Унцию этого вещества приобрел полицейский участок Воулсторпа. У меня подскочил пульс, когда я прочитала цель покупки: «Отравить раненую собаку».
Под этими словами стояла подпись Дж. Р. Оттера, констебля, индивидуальный номер 997.
Деревянное постукивание под моими ногами дало понять, что аптекарь поднимается по лестнице.
Нельзя терять ни секунды. Я переключила мозг в суперскоростной режим, высматривая упоминания HCN, синильной кислоты или цианистого калия.
К моему прискорбию, большинство покупателей приобретали эти яды для того, чтобы отравить собаку или кошку. А вот брат Хоба Пиппин Найтингейл 1 ноября 1949 года расписался за две унции карбоната калия, в графе «Цель» указано «серебряные ванны».
И в августе того же года каноник Уайтбред из прихода Святой Милдред купил две унции цианистого калия для уничтожения осиных гнезд.
Указательным пальцем я провела по его подписи. Представила, как он стоит у этого прилавка и ему выдают цианид. О чем он думал? Что чувствовал?
Я вспомнила, что, по словам миссис Палмер, Орландо подрабатывал в аптеке, но, насколько я вижу, он ни разу не ставил подпись в этом реестре, ни как покупатель, ни как продавец. Это понятно, поскольку у него не было лицензии фармацевта.
Пол под моими ногами затрясся, когда аптекарь попытался вышибить дверь плечом. Сквозь толстые доски послышались приглушенные, но тем не менее вполне разборчивые проклятия.
– Эй! – окликнула я, изображая удивление и тем временем ловко убирая реестр в ящик и закрывая его бедром. – Что-то не так?
Крепко упираясь руками в дверь, я наклонилась, схватилась за металлическое кольцо и хорошенько его подергала.
– Проклятье! – расстроенно сказала я. – Мне кажется, дверь застряла.
Снизу с утроенной силой понеслась череда богохульств.

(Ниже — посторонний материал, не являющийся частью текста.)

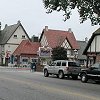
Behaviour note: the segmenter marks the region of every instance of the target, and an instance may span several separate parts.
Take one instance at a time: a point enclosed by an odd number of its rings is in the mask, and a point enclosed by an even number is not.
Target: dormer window
[[[14,38],[16,39],[17,38],[17,35],[14,35]]]
[[[25,35],[22,35],[22,39],[25,39]]]

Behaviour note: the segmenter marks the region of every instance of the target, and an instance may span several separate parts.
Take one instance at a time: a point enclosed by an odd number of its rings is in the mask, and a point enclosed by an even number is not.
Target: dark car
[[[100,82],[100,62],[93,64],[90,68],[81,69],[79,76],[83,83],[86,83],[89,79]]]

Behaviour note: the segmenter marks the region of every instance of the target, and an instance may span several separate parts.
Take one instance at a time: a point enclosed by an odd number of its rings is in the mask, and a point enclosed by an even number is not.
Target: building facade
[[[30,40],[20,21],[17,24],[5,25],[0,30],[0,63],[8,65],[9,58],[22,40]]]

– Постойте! – крикнула я. – Я поищу что-то, чем можно ее поднять!
Еще несколько мощных, но напрасных рывков снизу убедили моего пленника, что я говорю правду.

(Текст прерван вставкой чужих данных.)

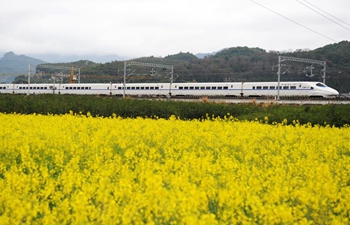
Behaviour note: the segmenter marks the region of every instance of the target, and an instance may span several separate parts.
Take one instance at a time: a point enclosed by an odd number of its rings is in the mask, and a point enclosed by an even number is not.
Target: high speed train
[[[72,83],[0,84],[0,94],[77,94],[117,96],[305,96],[331,98],[339,92],[321,82]]]

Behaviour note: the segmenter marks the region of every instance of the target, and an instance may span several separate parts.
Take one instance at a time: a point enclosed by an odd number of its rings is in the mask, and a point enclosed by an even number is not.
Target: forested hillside
[[[174,66],[174,82],[224,82],[224,81],[276,81],[278,56],[292,56],[327,62],[326,84],[341,93],[350,92],[350,42],[342,41],[315,50],[293,52],[267,52],[260,48],[233,47],[215,55],[197,58],[191,53],[179,53],[166,57],[143,57],[138,62]],[[66,64],[81,67],[81,82],[123,82],[124,62],[113,61],[97,64],[78,61]],[[37,82],[47,82],[55,72],[43,70]],[[67,72],[69,73],[69,71]],[[283,62],[281,80],[323,81],[323,66],[306,63]],[[127,67],[127,82],[169,82],[168,69]],[[46,81],[43,81],[45,80]],[[65,78],[68,79],[68,78]],[[21,78],[17,79],[21,82]]]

Я зачерпнула немного пыли с пола, испачкала щеки, растрепала волосы, а потом нагнулась и продела свою косичку сквозь кольцо. Потом одним ловким и плавным движением, восхитившим бы и Секстона Блейка, и Филипа Оделла, детектива из передачи «Би-Би-Си», я сошла с люка и открыла дверь, воспользовавшись своими волосами вместо веревки.
Секунду я, не разгибаясь, смотрела прямо в покрасневшее лицо аптекаря. Достаточно долго, чтобы изумленный Ванлесс понял, что я сделала. Потом, дернув головой и высвободив косичку, я протянула ему руку и помогла выбраться из подполья.

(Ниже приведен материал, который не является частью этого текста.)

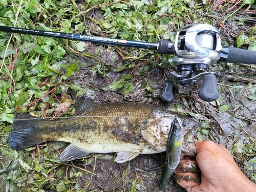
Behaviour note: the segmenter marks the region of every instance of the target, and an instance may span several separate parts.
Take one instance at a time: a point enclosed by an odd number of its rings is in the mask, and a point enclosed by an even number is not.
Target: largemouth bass
[[[122,163],[140,154],[165,151],[176,117],[186,125],[184,142],[193,141],[201,124],[185,116],[143,103],[99,104],[82,96],[75,106],[73,117],[54,120],[18,114],[9,135],[11,147],[23,150],[48,141],[61,141],[70,144],[60,155],[60,161],[92,153],[118,152],[115,161]]]

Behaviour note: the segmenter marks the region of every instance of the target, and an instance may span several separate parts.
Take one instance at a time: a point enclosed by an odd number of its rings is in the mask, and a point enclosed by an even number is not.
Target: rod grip
[[[256,64],[256,51],[228,47],[226,62]]]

– Ах вы бедолага, – закудахтала я, стараясь изображать искренность. – Это проклятое кольцо заело. Мне понадобилась прорва времени, чтобы справиться с ним. Какой вы храбрый, совсем не паниковали! Если бы я оказалась на вашем месте, – я содрогнулась, – я бы рыдала в три ручья.
Знаю… знаю… но порой это необходимо.
Я держала его трясущуюся руку, пока он выбирался из люка, словно матрос из тонущей подводной лодки.
Было легко заметить, что он перепугался до смерти. «Клаустрофобия, – подумала я. – Не надо на него смотреть и смущать еще сильнее».
– Я просто заберу снимки и уйду, – сказала я жизнерадостным голосом, вызывающим у людей желание придушить говорящего.